4. The current recommended three-stage rehabilitation system
In other words, patients in the acute stage should receive clinical and early rehabilitation treatment in the cerebrovascular ward of a general hospital. The main content of rehabilitation treatment is to assist clinical treatment and prevent the occurrence of secondary complications. Patients are then transferred to the rehabilitation department for further treatment. For patients who cannot achieve full self-care, they are transferred to the cerebrovascular disease rehabilitation center for rehabilitation treatment.
V. Research hotspots in the field of neurorehabilitation
1. Brain plasticity: the theoretical basis of neurological rehabilitation
2. Research progress of neurorehabilitation technology
(1) Motor relearning method
(2) Compulsory use of motor therapy: overcoming acquired disuse is the intrinsic driving force
(3) New revolution in the field of neurorehabilitation through the application of computer-related assistive technologies
Rehabilitation Assistive Robotics
In 1991, the first upper limb rehabilitation robot was created in the United States to assist patients with upper motor neuron palsy in upper limb functional training.
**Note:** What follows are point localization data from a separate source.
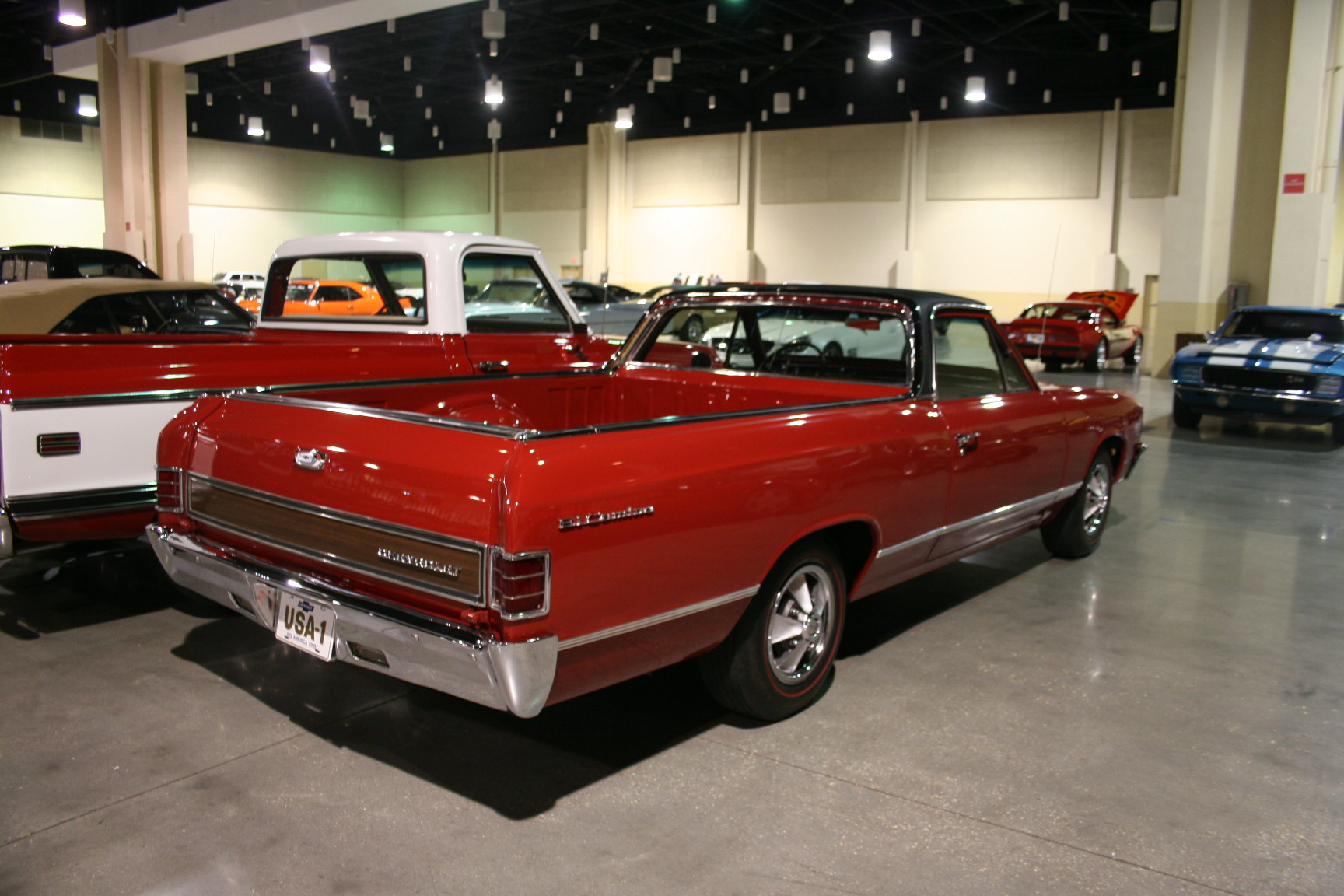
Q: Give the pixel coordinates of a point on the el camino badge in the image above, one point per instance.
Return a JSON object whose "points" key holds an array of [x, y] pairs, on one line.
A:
{"points": [[310, 458], [598, 519], [420, 563]]}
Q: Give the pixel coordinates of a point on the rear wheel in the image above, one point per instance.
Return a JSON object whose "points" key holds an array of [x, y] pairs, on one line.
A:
{"points": [[1076, 531], [780, 656], [1098, 358], [1185, 415], [1135, 355]]}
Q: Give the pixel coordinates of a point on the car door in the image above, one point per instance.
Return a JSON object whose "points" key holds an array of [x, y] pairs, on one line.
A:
{"points": [[535, 334], [1007, 437]]}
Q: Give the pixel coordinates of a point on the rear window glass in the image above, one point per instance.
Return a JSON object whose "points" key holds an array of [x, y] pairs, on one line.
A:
{"points": [[786, 340], [155, 312], [356, 288], [509, 295]]}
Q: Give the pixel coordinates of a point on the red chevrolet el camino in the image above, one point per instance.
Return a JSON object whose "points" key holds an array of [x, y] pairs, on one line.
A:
{"points": [[1087, 328], [526, 539]]}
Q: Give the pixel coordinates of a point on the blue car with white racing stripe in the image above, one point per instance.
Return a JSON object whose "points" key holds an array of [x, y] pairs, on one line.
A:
{"points": [[1269, 363]]}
Brain-computer interface technology
Technology that establishes external information and control between the human brain and a computer without relying on the neuromuscular system. Electrical signals are acquired through intracranial or scalp electrodes, processed to extract signal characteristics reflecting the user’s intentions, and translated into control commands output from external devices. This system is expected to help paralyzed patients achieve motor function reconstruction and improve their ability to live.
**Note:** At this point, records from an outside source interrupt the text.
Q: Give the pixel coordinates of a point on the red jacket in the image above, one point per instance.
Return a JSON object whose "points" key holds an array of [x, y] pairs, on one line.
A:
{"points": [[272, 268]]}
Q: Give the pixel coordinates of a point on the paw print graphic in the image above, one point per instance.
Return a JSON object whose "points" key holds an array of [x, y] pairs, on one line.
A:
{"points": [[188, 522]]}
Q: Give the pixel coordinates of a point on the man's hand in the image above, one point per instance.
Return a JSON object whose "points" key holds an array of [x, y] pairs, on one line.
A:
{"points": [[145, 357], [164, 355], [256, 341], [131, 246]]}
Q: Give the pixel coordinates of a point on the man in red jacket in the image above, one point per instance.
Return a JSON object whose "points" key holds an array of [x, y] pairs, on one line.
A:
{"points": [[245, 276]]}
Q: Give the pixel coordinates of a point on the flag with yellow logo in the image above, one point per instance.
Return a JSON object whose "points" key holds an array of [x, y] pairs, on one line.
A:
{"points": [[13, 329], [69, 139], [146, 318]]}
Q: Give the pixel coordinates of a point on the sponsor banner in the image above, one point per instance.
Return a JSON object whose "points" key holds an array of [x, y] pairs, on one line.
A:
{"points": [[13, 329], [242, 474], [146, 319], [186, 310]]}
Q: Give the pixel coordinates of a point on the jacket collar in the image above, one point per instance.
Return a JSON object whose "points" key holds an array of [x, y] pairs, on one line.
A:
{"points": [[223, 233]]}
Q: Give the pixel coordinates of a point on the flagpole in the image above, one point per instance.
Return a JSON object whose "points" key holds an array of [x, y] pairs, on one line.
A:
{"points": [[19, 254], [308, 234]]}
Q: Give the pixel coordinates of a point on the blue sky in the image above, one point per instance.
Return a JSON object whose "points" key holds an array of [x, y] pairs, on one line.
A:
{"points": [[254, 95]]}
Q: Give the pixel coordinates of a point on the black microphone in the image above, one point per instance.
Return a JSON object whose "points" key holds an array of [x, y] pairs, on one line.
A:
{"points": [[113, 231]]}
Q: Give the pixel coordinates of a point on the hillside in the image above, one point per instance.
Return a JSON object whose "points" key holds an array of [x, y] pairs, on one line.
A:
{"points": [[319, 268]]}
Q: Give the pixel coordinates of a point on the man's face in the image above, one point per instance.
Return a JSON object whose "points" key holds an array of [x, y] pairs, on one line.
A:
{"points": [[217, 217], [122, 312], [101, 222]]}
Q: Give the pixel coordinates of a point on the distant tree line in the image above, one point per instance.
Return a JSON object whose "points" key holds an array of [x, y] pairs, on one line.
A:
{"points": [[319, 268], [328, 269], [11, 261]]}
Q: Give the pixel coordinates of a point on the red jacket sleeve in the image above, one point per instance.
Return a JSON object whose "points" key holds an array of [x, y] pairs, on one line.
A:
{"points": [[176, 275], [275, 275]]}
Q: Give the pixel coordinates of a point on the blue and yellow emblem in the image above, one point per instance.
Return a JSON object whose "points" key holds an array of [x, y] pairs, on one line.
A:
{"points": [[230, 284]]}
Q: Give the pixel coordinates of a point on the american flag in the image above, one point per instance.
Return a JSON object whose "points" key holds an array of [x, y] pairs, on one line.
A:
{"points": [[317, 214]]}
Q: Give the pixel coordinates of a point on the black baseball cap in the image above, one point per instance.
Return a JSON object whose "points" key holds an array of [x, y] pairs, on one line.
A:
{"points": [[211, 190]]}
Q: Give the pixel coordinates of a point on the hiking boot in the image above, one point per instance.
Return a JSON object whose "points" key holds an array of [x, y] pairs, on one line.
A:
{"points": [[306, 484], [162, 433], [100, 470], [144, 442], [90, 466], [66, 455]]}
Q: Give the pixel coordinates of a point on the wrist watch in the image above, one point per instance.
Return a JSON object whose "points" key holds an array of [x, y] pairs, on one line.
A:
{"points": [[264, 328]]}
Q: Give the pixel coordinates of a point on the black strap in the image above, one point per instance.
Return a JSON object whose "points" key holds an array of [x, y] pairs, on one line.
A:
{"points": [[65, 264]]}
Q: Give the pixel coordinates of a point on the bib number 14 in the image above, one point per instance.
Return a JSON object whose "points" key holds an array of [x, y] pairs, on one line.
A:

Virtual Reality Technology
This is a technology that uses computerized multimedia technology to simulate a real environment and interacts with objects in the virtual environment by using various sensing devices to create a sense of immersion in the user’s environment. This technology can provide patients with various treatment scenarios and stimuli, set scenarios and tasks according to patients’ actual conditions, provide feedback on treatment effects, and store and analyze data to guide the next step of treatment. It also makes remote rehabilitation possible, which can benefit more patients. Currently, it is mainly used for the assessment and treatment of cognitive disorders.